Accel Frontline Ltd. (Code:532774) (Rs.59.55) is a mid cap IT company which concentrates mainly on the four segments viz. IT Infrastructure solutions, IT Infrastructure Management services, Enterprise Software solutions and Business Process Outsourcing services. For the first nine months ending 31st December 2006, its topline grew by 20% to Rs.142 cr. whereas bottomline jumped 80% to Rs.9.50 cr. Couple of months back, it was been chosen by Sun Microsystems as its Strategic Regional Partner for Tamil Nadu and Kerala. Besides it recently acquired the banking solutions division of Telesis Global Solutions Ltd., a Chennai based Software Company specializing in software products for banking applications and implementation and migration services for core banking software in India, Middle East and African regions. The company is aggressively working to increase its global presence and has raised around Rs.39 cr. through the IPO route at Rs.75 per shares in October’06. It may end FY07 with total revenue of Rs.190 cr. and PAT of Rs.14 cr. i.e. an EPS of Rs.6 on its equity of Rs.22.50 cr. For FY08, it can report an EPS of Rs.8. Currently, the scrip is hitting new lows and is trading at 20% discount to its issue price. Accumulate at declines.

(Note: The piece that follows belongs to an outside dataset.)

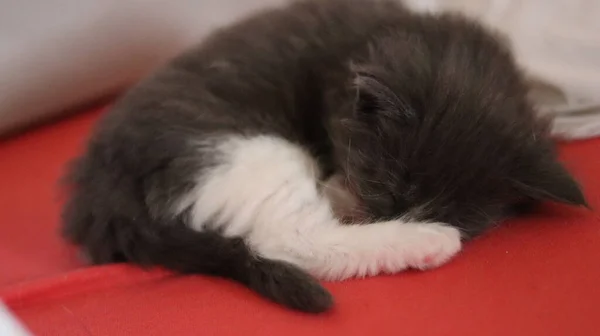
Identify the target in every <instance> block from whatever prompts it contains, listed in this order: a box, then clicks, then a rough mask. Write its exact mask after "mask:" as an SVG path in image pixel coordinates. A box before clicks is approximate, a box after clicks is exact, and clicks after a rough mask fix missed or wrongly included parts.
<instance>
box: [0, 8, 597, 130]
mask: <svg viewBox="0 0 600 336" xmlns="http://www.w3.org/2000/svg"><path fill="white" fill-rule="evenodd" d="M288 1H290V0H245V1H236V0H205V1H187V0H172V1H162V0H129V1H120V0H55V1H51V2H49V1H45V0H31V1H21V2H12V3H11V5H10V6H4V7H6V8H3V10H2V11H1V12H0V37H1V39H0V88H1V90H0V135H2V134H5V133H7V132H10V131H14V130H15V129H18V128H22V127H24V126H26V125H28V124H30V123H32V122H36V121H40V120H45V119H47V118H48V117H50V116H53V115H58V114H60V113H63V112H65V110H66V109H68V108H70V107H72V106H74V105H76V104H79V103H83V102H87V101H89V100H93V99H96V98H98V97H101V96H103V95H106V94H110V93H114V92H116V91H118V90H120V89H122V88H124V87H126V86H127V85H129V84H131V83H133V82H135V81H136V80H139V78H140V77H142V76H144V75H145V74H146V73H148V72H149V71H151V70H152V69H154V68H155V67H156V66H159V65H160V64H162V63H163V62H165V61H166V60H167V59H169V58H171V57H173V56H174V55H176V54H177V53H179V52H181V51H182V50H183V49H185V48H188V47H189V46H190V45H192V44H194V43H197V42H198V41H199V40H201V39H202V37H204V36H205V35H206V34H208V33H209V32H210V31H212V30H213V29H215V28H216V27H219V26H222V25H225V24H227V23H230V22H232V21H234V20H236V19H238V18H239V17H241V16H244V15H248V14H249V13H250V12H252V11H255V10H257V9H259V8H264V7H268V6H274V5H280V4H283V3H286V2H288ZM399 1H400V0H399ZM405 1H406V2H407V3H408V4H409V5H411V6H413V7H414V8H416V9H419V10H431V11H446V10H456V11H461V12H464V13H466V14H468V15H471V16H473V17H475V18H478V19H480V20H482V21H483V22H485V23H487V24H488V25H490V26H492V27H494V28H496V29H498V30H500V31H502V32H504V33H505V34H506V35H508V37H509V39H510V40H511V42H512V44H513V46H514V48H515V52H516V54H517V58H518V60H519V62H520V63H521V64H522V65H523V67H524V68H525V69H526V70H527V72H528V73H530V74H531V76H532V77H533V78H535V79H536V81H537V82H539V83H543V84H544V85H543V86H542V87H538V89H540V88H543V89H548V88H551V89H550V90H546V92H543V93H542V94H536V95H535V98H534V99H535V100H536V102H537V103H538V104H539V105H540V108H541V109H542V110H544V111H547V112H548V113H553V114H556V115H557V119H556V126H555V133H556V134H557V135H558V136H560V137H563V138H566V139H580V138H586V137H591V136H596V135H599V134H600V97H599V92H598V91H599V88H600V35H598V34H597V32H598V31H600V20H597V17H598V16H600V4H599V3H598V2H597V1H587V0H556V1H546V0H530V1H519V0H405Z"/></svg>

Another scrip which is quoting at 20% discount to its issue price is Sunil Hitech Engineers Ltd. (Code:532711) (Rs.80). It specializes in fabrication, erection, testing & commissioning of thermal power plants with high precision quality and timeliness. It also looks after overhauling and maintenance of the plant. For the current first three quarters, its turnover remained almost flat at Rs.98 cr. but net profit increased by 15% to Rs.4.30 cr. Recently, the company forayed into manufacturing of transmission towers by setting up a galvanizing plant at Nagpur with an annual production of 20,000 MT capacity. For the full year FY07, it is estimated to clock a turnover of Rs.150 cr. with profit of Rs.6.25 cr. But with a present order book position of more than Rs.500 cr. and still growing, its future earnings will be quite strong. For FY08, it can report a total revenue of Rs.200 cr. with net profit of Rs.9.50 cr. Hence, it is expected to report an EPS of Rs.6 for FY07 and Rs.10 for FY08 respectively. With its 52-week high as Rs.167, the scrip can easily appreciate 50% in 6-9 months.

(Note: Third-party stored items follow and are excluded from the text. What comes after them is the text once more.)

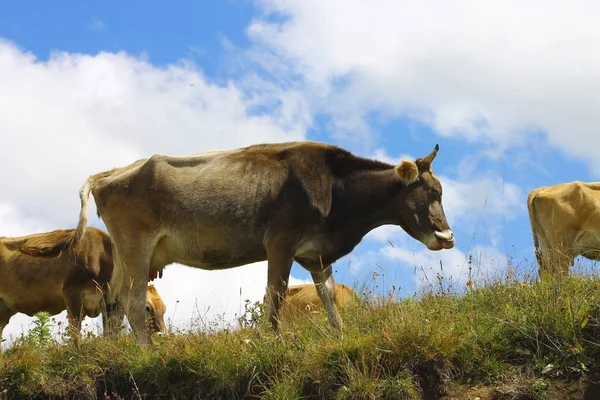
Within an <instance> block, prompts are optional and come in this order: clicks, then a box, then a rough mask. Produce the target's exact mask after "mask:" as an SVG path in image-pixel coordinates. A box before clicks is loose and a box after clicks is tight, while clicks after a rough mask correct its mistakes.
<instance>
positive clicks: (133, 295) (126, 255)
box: [111, 238, 156, 344]
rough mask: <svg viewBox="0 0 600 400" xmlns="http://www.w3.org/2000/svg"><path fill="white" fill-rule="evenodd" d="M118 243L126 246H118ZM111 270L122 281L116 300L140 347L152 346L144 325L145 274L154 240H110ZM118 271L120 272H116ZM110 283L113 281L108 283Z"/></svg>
mask: <svg viewBox="0 0 600 400" xmlns="http://www.w3.org/2000/svg"><path fill="white" fill-rule="evenodd" d="M119 243H127V247H120V246H119ZM114 244H115V246H114V250H115V253H116V254H115V255H116V257H115V268H114V271H115V272H116V273H118V274H119V275H120V277H119V278H118V279H121V280H122V282H120V283H119V284H120V285H121V288H120V290H119V292H118V295H117V297H118V300H119V302H122V304H123V306H124V309H125V315H127V319H128V320H129V324H130V325H131V329H132V330H133V333H134V335H135V336H136V338H137V339H138V341H139V342H140V343H141V344H152V339H151V337H150V331H149V329H148V325H147V324H146V291H147V288H148V271H149V269H150V261H151V260H152V255H153V254H154V249H155V247H156V241H154V242H153V241H152V240H142V238H138V240H137V241H134V242H133V243H131V238H129V240H126V241H121V242H119V241H118V240H114ZM119 271H120V272H119ZM112 282H114V278H113V279H112V280H111V283H112Z"/></svg>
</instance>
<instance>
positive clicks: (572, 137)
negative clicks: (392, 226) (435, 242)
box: [0, 0, 600, 338]
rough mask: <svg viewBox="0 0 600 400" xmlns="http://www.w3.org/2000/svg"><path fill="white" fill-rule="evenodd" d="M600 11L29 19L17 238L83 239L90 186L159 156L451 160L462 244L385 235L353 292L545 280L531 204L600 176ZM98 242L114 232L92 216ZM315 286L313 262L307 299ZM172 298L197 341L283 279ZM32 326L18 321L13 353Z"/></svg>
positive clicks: (45, 15) (175, 277)
mask: <svg viewBox="0 0 600 400" xmlns="http://www.w3.org/2000/svg"><path fill="white" fill-rule="evenodd" d="M599 12H600V4H599V3H597V2H593V1H583V0H574V1H569V2H566V1H565V2H562V1H556V2H546V1H540V0H527V1H516V0H505V1H495V0H490V1H486V2H468V1H464V0H445V1H441V0H439V1H438V0H418V1H397V0H373V1H370V2H364V1H358V0H356V1H354V0H318V1H317V0H303V1H294V0H256V1H241V0H223V1H219V2H216V1H204V2H192V1H179V2H177V3H164V2H153V1H145V2H143V3H142V2H138V1H131V2H127V3H123V2H119V3H117V2H114V1H105V2H101V3H94V4H91V3H86V4H84V3H81V2H75V1H66V2H61V4H60V7H57V6H56V4H54V3H52V4H51V3H40V4H37V5H36V7H35V8H32V7H30V5H28V6H25V5H24V4H20V3H18V2H12V3H10V4H7V5H4V6H3V8H2V13H0V93H1V95H0V127H1V129H0V140H1V143H2V145H1V146H0V168H2V170H3V171H5V174H4V177H3V186H4V190H2V191H1V192H0V235H4V236H19V235H26V234H30V233H35V232H43V231H50V230H53V229H65V228H70V227H74V226H75V225H76V221H77V217H78V213H79V198H78V191H79V188H80V187H81V185H82V184H83V182H84V181H85V179H86V178H87V176H89V175H91V174H94V173H97V172H101V171H104V170H107V169H111V168H113V167H117V166H124V165H128V164H130V163H132V162H133V161H135V160H137V159H139V158H143V157H148V156H150V155H152V154H155V153H160V154H169V155H185V154H191V153H198V152H202V151H210V150H217V149H232V148H236V147H242V146H246V145H250V144H255V143H266V142H282V141H289V140H316V141H322V142H327V143H331V144H335V145H338V146H341V147H343V148H346V149H348V150H350V151H352V152H353V153H355V154H357V155H360V156H364V157H370V158H376V159H380V160H384V161H388V162H391V163H399V162H400V160H401V159H402V158H408V159H415V158H418V157H422V156H425V155H426V154H428V153H429V152H430V151H431V150H432V149H433V147H434V146H435V144H436V143H439V145H440V151H439V154H438V156H437V158H436V159H435V161H434V163H433V170H434V171H435V173H436V176H438V177H439V178H440V181H441V182H442V185H443V190H444V194H443V205H444V208H445V211H446V215H447V217H448V220H449V223H450V226H451V228H452V229H453V231H454V233H455V235H456V240H457V242H456V247H455V248H454V249H452V250H443V251H440V252H431V251H428V250H427V249H426V248H425V246H424V245H422V244H421V243H419V242H417V241H415V240H414V239H412V238H410V237H409V236H408V235H407V234H405V233H404V232H403V231H402V229H401V228H399V227H392V226H384V227H381V228H378V229H376V230H374V231H372V232H370V233H369V234H368V235H367V236H366V237H365V238H364V239H363V241H362V242H361V243H360V244H359V245H358V246H357V247H356V248H355V250H354V251H353V252H352V253H351V254H350V255H348V256H346V257H344V258H342V259H340V260H339V261H338V262H337V263H336V264H335V265H334V270H335V279H336V281H337V282H340V283H345V284H347V285H350V286H355V287H361V286H362V285H365V284H367V285H370V287H371V290H375V291H376V292H377V293H379V294H385V293H387V292H388V291H390V290H392V288H394V290H395V294H396V295H398V296H399V297H407V296H413V295H414V294H415V293H417V292H418V291H419V290H421V289H423V288H427V287H431V286H432V285H433V286H435V282H436V276H437V274H440V275H441V276H443V277H444V280H445V284H446V285H447V284H448V283H449V282H451V283H452V285H453V287H455V288H457V289H460V287H461V286H464V283H465V282H466V281H467V280H468V279H469V259H471V267H472V270H471V274H472V276H471V277H476V278H477V279H478V280H479V281H482V282H483V281H485V280H486V279H489V278H490V277H493V276H497V275H503V274H504V275H505V274H506V273H507V271H508V269H509V265H510V266H512V268H515V269H517V270H518V271H521V272H523V273H527V272H533V273H536V266H535V264H534V259H535V258H534V255H533V241H532V235H531V228H530V223H529V218H528V215H527V206H526V198H527V195H528V193H529V192H530V191H531V190H532V189H534V188H537V187H540V186H547V185H553V184H556V183H561V182H568V181H573V180H582V181H593V180H598V179H599V176H600V158H598V157H597V156H596V153H597V143H598V140H599V139H600V128H599V127H600V113H598V112H597V110H598V109H599V106H600V47H598V46H597V43H599V42H600V28H599V27H598V25H597V23H596V16H597V15H598V13H599ZM90 225H92V226H97V227H99V228H101V229H105V227H104V224H103V223H102V221H101V220H99V219H98V218H97V217H96V216H95V208H94V206H93V202H92V206H91V207H90ZM440 265H441V267H440ZM303 282H310V278H309V274H308V273H307V272H306V271H304V270H303V269H302V268H301V267H300V266H298V265H294V267H293V269H292V279H291V282H290V283H292V284H294V283H303ZM155 284H156V287H157V289H158V290H159V292H160V294H161V295H162V297H163V299H164V301H165V303H166V305H167V314H166V317H167V319H168V321H169V322H170V324H171V326H173V327H174V328H182V329H185V327H186V326H188V324H189V322H190V319H191V318H192V317H193V316H194V315H195V316H196V317H198V316H199V317H200V318H201V319H202V320H203V321H210V320H215V319H221V320H225V321H231V320H232V319H233V318H234V317H235V316H236V314H237V315H239V314H240V312H242V311H243V305H244V300H245V299H246V298H248V299H251V300H252V301H257V300H261V299H262V296H263V293H264V288H265V284H266V266H265V263H257V264H254V265H251V266H244V267H240V268H236V269H231V270H226V271H220V272H207V271H201V270H197V269H192V268H189V267H184V266H179V265H172V266H169V267H167V269H166V270H165V273H164V276H163V278H162V279H160V280H158V281H155ZM58 318H59V319H60V318H63V319H64V313H63V314H61V316H59V317H58ZM97 323H98V321H97V320H96V321H94V320H91V321H88V326H90V327H89V328H88V329H96V328H93V327H94V326H96V327H97ZM30 324H31V319H30V318H28V317H26V316H23V315H17V316H15V317H13V319H12V320H11V322H10V323H9V325H8V327H7V328H6V329H5V333H4V338H8V337H9V336H14V335H19V334H20V333H21V332H24V331H26V330H27V329H29V327H30V326H31V325H30ZM94 324H96V325H94Z"/></svg>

Electrosteel Castings Ltd. (Code:500128) (Rs.390.70) is a water infrastructure company that provides techno-economic solutions in the area of water supply and sewerage systems. In fact, it is India’s largest manufacturer of ductile iron pipes and cast-iron pipes with a capacity of around 2,50,000 TPA. It also provides turnkey services, which encompass manufacturing; supplying, laying, operating and transferring complete ductile iron pipe projects. For the December’06 quarter, it reported stunning numbers. Its sales shot up by 50% to Rs.300 cr. and net profit almost tripled to Rs.29.50 cr. To reduce the cost of production, the company is setting up a sintering plant with a capacity of 850 tonnes per day (TPA) at Khardah and has also been allocated the Parbatpur Coal Block in the Jharia Coal Field for mining coal for captive consumption. To fund these projects, it had raised about Rs.340 cr. through the FCCB route to be converted into equity shares at Rs.450 per share. For FY07 & FY08, it is expected to report revenues of Rs.1100/ Rs.1300 cr. with profit of Rs.105/ Rs.130 cr. respectively. This leads to an EPS of Rs.51 and Rs.63 on its current equity of Rs.20.80 cr. However, on its fully diluted equity of Rs.28.50 cr. considering the full FCCB conversion at Rs.450 per share, the FY08 EPS works out to Rs.45. Buy at sharp declines only.